A Justiça Federal condenou nesta quarta-feira, 27, os empresários Alfredo Soares Ibrahim e Antônio Jorge de Jesus Ribeiro por participação em licitação fraudulenta para fornecimento de bebedouros a escolas da rede pública municipal de São Francisco do Conde, município localizado a 66 km de Salvador. A fraude custou R$78 mil aos cofres da prefeitura.

Ibrahim e Ribeiro, sócios em uma empresa, foram condenados por improbidade administrativa e serão obrigados a pagar uma multa civil de R$ 19,5 mil. Além disso, tiveram seus direitos políticos suspensos por três anos e estão proibidos de contratar com o poder público ou dele receber benefícios ou incentivos fiscais ou créditos públicos pelo mesmo período. Por não entrarem com recurso no tempo legal desde a publicação da sentença, no dia 7 de abril, eles não podem mais reverter a decisão.

A ação, proposta em 2006 pelo procurador da República Danielo Dias, é a primeira sentença obtida pelo Ministério Público Federal na Bahia (MPF/BA) relativa a uma das 19 ações ajuizadas entre os anos de 2005 e 2006 contra representantes da comissão de licitação do município e das empresas que participaram do esquema de fraude montado pela administração da cidade.

As investigações foram iniciadas a partir dos relatórios encaminhados pela Controladoria Geral da União (CGU) e são resultantes das auditorias realizadas em 2003 e 2004 no município.

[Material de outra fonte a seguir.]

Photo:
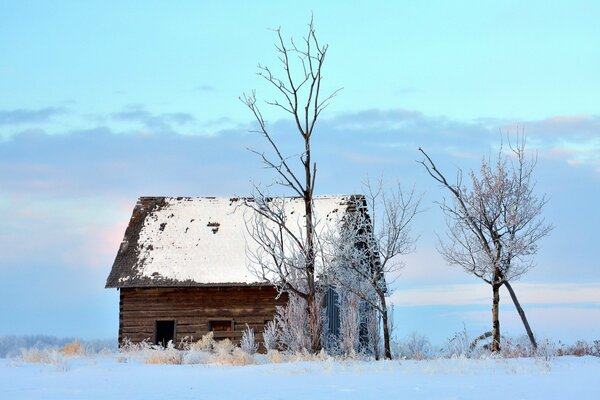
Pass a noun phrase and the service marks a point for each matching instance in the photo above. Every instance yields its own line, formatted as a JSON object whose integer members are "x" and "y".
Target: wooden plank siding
{"x": 192, "y": 309}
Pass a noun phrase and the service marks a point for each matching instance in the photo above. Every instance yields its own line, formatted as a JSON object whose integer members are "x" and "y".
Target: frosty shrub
{"x": 291, "y": 320}
{"x": 546, "y": 350}
{"x": 275, "y": 356}
{"x": 580, "y": 348}
{"x": 195, "y": 357}
{"x": 248, "y": 343}
{"x": 415, "y": 347}
{"x": 223, "y": 347}
{"x": 206, "y": 343}
{"x": 73, "y": 349}
{"x": 459, "y": 345}
{"x": 127, "y": 346}
{"x": 270, "y": 336}
{"x": 226, "y": 353}
{"x": 160, "y": 355}
{"x": 349, "y": 306}
{"x": 516, "y": 347}
{"x": 44, "y": 356}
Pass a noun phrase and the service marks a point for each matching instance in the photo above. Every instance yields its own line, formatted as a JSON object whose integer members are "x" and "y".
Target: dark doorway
{"x": 165, "y": 331}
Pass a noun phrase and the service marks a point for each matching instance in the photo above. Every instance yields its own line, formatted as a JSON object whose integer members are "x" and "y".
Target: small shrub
{"x": 275, "y": 356}
{"x": 248, "y": 344}
{"x": 415, "y": 347}
{"x": 73, "y": 349}
{"x": 459, "y": 345}
{"x": 160, "y": 355}
{"x": 270, "y": 336}
{"x": 223, "y": 347}
{"x": 36, "y": 356}
{"x": 206, "y": 343}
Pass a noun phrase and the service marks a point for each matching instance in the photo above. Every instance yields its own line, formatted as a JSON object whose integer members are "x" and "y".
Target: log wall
{"x": 193, "y": 308}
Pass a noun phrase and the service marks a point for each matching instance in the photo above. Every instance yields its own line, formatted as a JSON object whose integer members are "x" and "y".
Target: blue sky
{"x": 106, "y": 102}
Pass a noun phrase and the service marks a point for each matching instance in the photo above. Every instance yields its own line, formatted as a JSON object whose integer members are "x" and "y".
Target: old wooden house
{"x": 182, "y": 269}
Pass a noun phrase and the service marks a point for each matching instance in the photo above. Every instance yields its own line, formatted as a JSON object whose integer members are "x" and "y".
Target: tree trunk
{"x": 521, "y": 314}
{"x": 496, "y": 318}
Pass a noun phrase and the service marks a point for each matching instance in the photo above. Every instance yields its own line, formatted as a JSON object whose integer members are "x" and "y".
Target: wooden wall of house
{"x": 193, "y": 309}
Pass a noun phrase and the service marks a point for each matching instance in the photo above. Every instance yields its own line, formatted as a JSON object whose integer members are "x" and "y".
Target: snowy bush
{"x": 248, "y": 343}
{"x": 206, "y": 343}
{"x": 415, "y": 347}
{"x": 73, "y": 349}
{"x": 291, "y": 320}
{"x": 160, "y": 355}
{"x": 460, "y": 345}
{"x": 270, "y": 336}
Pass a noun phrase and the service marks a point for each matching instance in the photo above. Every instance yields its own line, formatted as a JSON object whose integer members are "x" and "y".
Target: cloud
{"x": 470, "y": 294}
{"x": 158, "y": 123}
{"x": 204, "y": 88}
{"x": 24, "y": 116}
{"x": 555, "y": 322}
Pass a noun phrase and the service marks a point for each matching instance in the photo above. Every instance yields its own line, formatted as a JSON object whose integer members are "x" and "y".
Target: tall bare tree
{"x": 298, "y": 93}
{"x": 494, "y": 225}
{"x": 366, "y": 252}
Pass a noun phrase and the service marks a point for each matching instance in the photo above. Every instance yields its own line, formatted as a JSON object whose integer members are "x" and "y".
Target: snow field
{"x": 114, "y": 376}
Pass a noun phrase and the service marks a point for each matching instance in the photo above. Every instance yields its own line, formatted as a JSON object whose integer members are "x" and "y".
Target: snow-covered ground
{"x": 109, "y": 377}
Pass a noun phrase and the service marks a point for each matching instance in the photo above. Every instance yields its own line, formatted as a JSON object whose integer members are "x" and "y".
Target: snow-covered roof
{"x": 199, "y": 241}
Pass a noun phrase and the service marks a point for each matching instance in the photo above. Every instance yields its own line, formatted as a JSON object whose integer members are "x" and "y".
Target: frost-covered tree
{"x": 366, "y": 251}
{"x": 300, "y": 96}
{"x": 494, "y": 223}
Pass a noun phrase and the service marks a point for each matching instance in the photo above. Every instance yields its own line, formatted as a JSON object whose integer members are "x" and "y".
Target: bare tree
{"x": 495, "y": 224}
{"x": 299, "y": 94}
{"x": 366, "y": 252}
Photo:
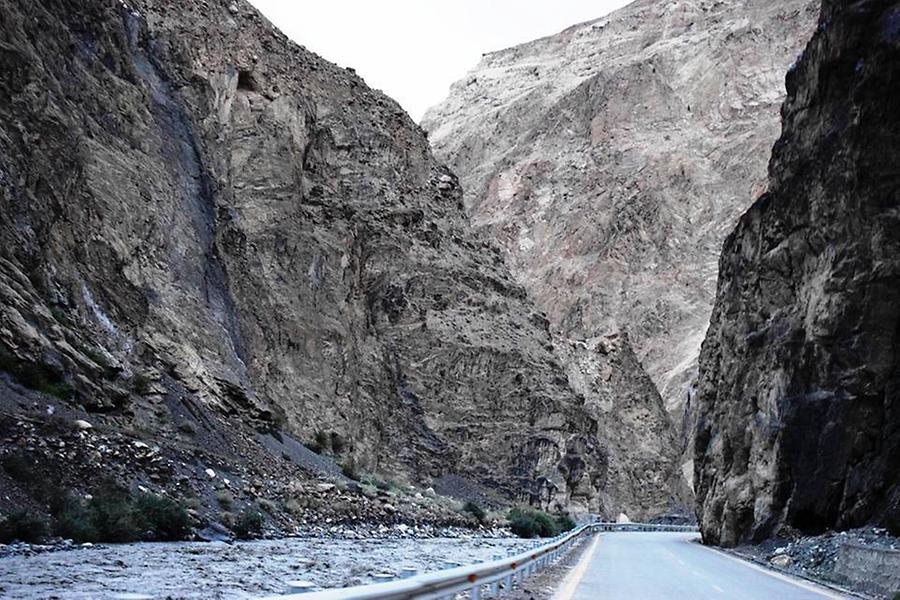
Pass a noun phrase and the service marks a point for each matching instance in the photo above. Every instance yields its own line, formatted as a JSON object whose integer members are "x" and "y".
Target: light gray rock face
{"x": 611, "y": 160}
{"x": 798, "y": 410}
{"x": 634, "y": 431}
{"x": 198, "y": 215}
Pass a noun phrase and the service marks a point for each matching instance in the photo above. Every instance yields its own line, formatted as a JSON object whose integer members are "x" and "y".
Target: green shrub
{"x": 76, "y": 523}
{"x": 24, "y": 527}
{"x": 531, "y": 523}
{"x": 166, "y": 519}
{"x": 564, "y": 523}
{"x": 114, "y": 516}
{"x": 476, "y": 511}
{"x": 248, "y": 524}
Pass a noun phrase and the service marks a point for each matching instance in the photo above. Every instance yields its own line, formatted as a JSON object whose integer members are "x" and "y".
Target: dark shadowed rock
{"x": 209, "y": 231}
{"x": 798, "y": 406}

A CGU apontou a existência de corrupção generalizada, mau funcionamento de serviços públicos essenciais e um esquema fraudulento montado pela administração municipal com o objetivo de desviar recursos públicos, principalmente por meio de processos licitatórios irregulares. Na época, a cidade era administrada pelo prefeito Antonio Calmon (PR). Ele e os secretários da Educação, da Saúde e da Administração do município no período são réus em outra ação de improbidade proposta pelo MPF/BA.

As inspeções da CGU tiveram como alvo 28 programas financiados pelo governo federal, entre eles programas vinculados ao Ministério da Educação em que houve aplicação de verbas do antigo Fundef. Os auditores concluíram que, somente na educação, 30 dos 37 procedimentos licitatórios vistoriados estavam irregulares.